House Speaker Nancy Pelosi has called on the Trump administration to fix the remaining disputes on coronavirus stimulus legislation.
Pelosi has given lawmakers a 48-hour deadline in an attempt to pass a bill before the 2020 presidential election. Democrats put the deadline in place after Pelosi spoke with Treasury Secretary Steen Mnuchin on Saturday Night. They pair agreed to negotiate again on Monday.
“The 48 only relates to if we want to get it done before the election, which we do,” Pelosi told ABC’s ‘This Week.'” “But we’re saying to them we have to freeze the design on some of these things. Are we going with it or not? And what is the language? I’m optimistic, because again we’ve been back and forth on all this.”
Talks of a new stimulus package have dragged on for months as millions of Americans remain unemployed. Pelosi is turning up the heat on the Trump administration to cut a deal by Tuesday. If the two sides can’t agree, a bill won’t be passed in the House and Senate by November 3.
Republicans ‘Weakening Language’ of Democrats’ Proposal
Last week, Mnuchin said the White House wouldn’t let differences in funding for coronavirus testing derail stimulus talks. However, Nancy Pelosi says Republicans are weakening the language on testing and tracing which will create a “slush fund” for the administration.
Further, she says the White House has removed 55 percent of the language in the Heroes Act on testing and tracing. This comes despite their promises to accept the language with a “light touch.”
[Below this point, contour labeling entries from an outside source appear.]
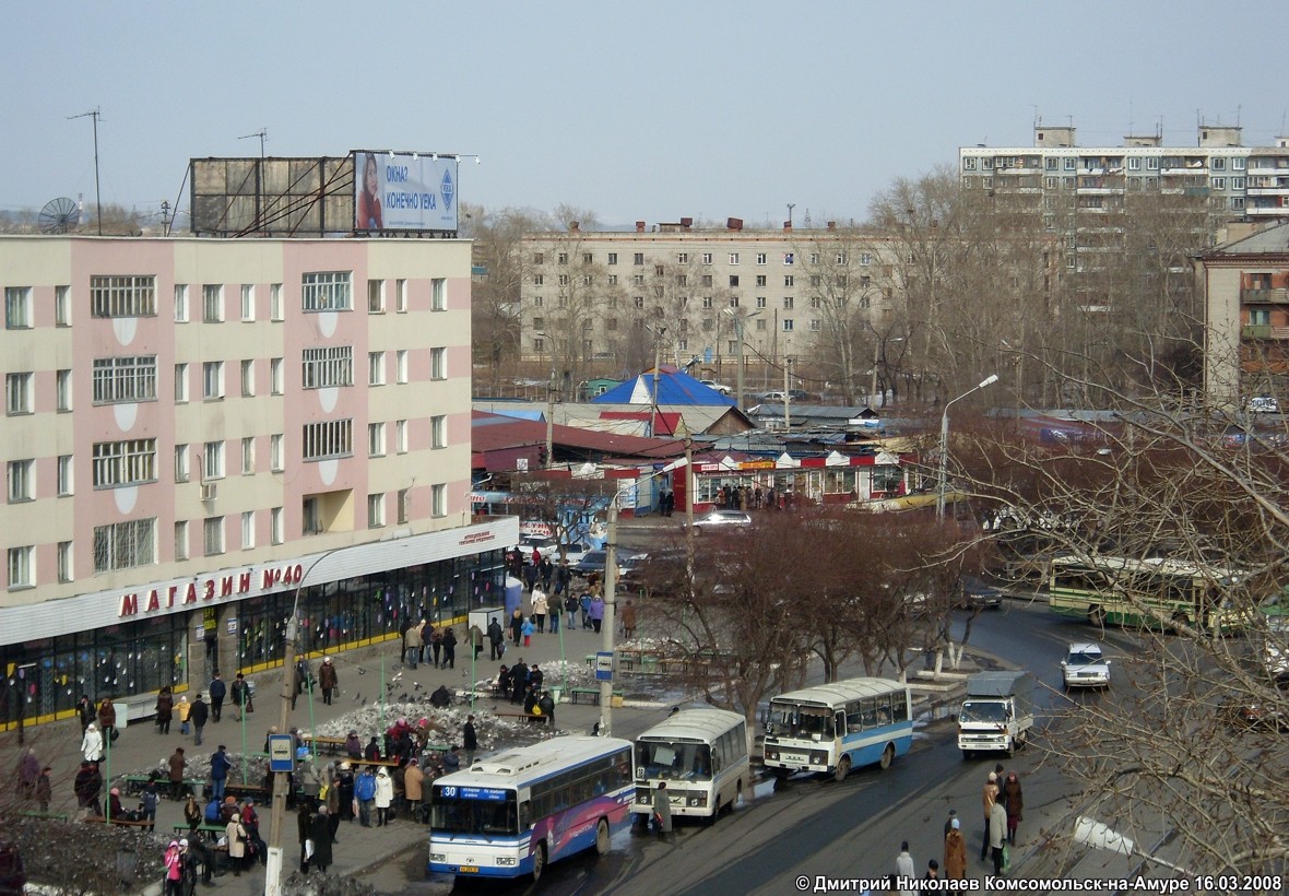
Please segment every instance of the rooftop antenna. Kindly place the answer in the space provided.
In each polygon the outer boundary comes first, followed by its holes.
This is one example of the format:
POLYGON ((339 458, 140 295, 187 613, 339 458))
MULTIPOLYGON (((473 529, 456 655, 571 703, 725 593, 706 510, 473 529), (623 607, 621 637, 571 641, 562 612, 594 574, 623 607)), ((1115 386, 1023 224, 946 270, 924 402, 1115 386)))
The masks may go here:
POLYGON ((73 119, 94 119, 94 205, 98 209, 98 235, 103 236, 103 193, 98 188, 98 120, 103 116, 99 107, 95 106, 89 112, 81 112, 80 115, 68 115, 67 120, 73 119))

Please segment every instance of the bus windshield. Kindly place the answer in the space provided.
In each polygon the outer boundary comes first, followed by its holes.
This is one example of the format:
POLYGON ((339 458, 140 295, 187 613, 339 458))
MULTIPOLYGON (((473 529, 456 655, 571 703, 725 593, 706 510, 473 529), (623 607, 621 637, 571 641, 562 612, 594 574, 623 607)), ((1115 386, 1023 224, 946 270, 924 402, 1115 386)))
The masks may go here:
POLYGON ((706 744, 635 743, 635 767, 650 779, 712 780, 712 748, 706 744))
POLYGON ((766 732, 779 737, 833 740, 833 710, 826 706, 771 701, 766 732))
POLYGON ((514 790, 434 786, 434 812, 429 823, 442 834, 517 834, 519 816, 514 790))

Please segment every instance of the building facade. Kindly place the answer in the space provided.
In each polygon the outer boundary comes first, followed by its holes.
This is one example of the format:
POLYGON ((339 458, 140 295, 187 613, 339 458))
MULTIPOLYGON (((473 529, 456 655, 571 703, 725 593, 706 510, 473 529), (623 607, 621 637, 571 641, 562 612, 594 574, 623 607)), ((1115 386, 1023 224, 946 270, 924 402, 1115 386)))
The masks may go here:
POLYGON ((456 240, 0 237, 0 722, 151 706, 501 584, 456 240))

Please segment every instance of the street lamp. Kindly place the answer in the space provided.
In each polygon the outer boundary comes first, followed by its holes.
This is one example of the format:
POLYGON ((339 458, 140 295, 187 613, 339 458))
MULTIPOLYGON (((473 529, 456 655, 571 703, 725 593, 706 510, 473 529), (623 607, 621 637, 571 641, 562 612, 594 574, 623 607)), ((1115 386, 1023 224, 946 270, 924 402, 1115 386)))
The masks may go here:
POLYGON ((998 374, 990 374, 956 398, 950 400, 945 405, 945 413, 940 416, 940 481, 936 489, 936 520, 944 520, 945 517, 945 485, 949 476, 949 407, 955 401, 962 401, 973 392, 984 389, 986 385, 993 385, 996 382, 998 374))

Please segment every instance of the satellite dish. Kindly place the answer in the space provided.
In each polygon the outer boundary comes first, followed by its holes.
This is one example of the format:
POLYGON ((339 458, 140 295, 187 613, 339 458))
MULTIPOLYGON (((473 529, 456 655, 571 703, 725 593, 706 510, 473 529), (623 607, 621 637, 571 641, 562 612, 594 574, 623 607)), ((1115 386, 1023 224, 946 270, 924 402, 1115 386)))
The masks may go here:
POLYGON ((41 233, 66 233, 80 223, 80 209, 75 201, 59 196, 45 204, 39 220, 41 233))

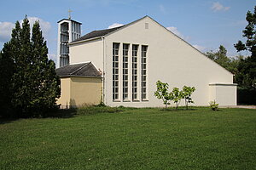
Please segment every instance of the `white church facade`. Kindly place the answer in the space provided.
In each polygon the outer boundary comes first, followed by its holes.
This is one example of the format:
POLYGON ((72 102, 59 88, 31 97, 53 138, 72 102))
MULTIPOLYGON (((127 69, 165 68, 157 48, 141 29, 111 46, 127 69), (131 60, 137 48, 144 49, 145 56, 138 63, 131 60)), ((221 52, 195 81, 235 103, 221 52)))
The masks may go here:
MULTIPOLYGON (((170 90, 195 87, 194 105, 208 105, 212 100, 236 105, 233 75, 148 16, 94 31, 68 46, 71 65, 91 62, 102 73, 97 99, 107 105, 163 106, 154 96, 158 80, 168 82, 170 90)), ((90 96, 84 94, 84 98, 90 96)))

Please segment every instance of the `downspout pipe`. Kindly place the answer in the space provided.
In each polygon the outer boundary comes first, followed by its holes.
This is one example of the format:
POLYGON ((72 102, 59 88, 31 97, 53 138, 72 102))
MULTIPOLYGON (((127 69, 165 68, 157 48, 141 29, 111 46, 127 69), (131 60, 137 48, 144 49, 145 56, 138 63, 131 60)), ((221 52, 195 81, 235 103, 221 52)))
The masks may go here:
POLYGON ((102 37, 103 43, 103 71, 102 71, 102 102, 107 105, 105 99, 105 37, 102 37))

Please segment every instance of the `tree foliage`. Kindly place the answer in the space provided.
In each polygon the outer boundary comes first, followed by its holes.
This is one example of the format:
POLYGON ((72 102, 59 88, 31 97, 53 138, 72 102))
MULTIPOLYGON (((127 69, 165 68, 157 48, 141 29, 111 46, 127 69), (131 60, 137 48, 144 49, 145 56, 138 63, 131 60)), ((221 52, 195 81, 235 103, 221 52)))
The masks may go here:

“Especially disappointing was the elimination of measures to address the virus’s disproportionate and deadly impact on communities of color,” the House speaker wrote. “The White House does not appreciate the need to direct resources to culturally competent contact tracing.”
A $2.2 trillion relief bill has already been passed by Democrats in House. However, they rejected the Trump Administration’s latest $1.8 trillion proposal as not enough.
Meanwhile, the pressure is on to strike a deal for Democrats and Republicans to strike a deal. With unemployment at an all-time high and an epidemic of small-business closures, the time for compromise is now.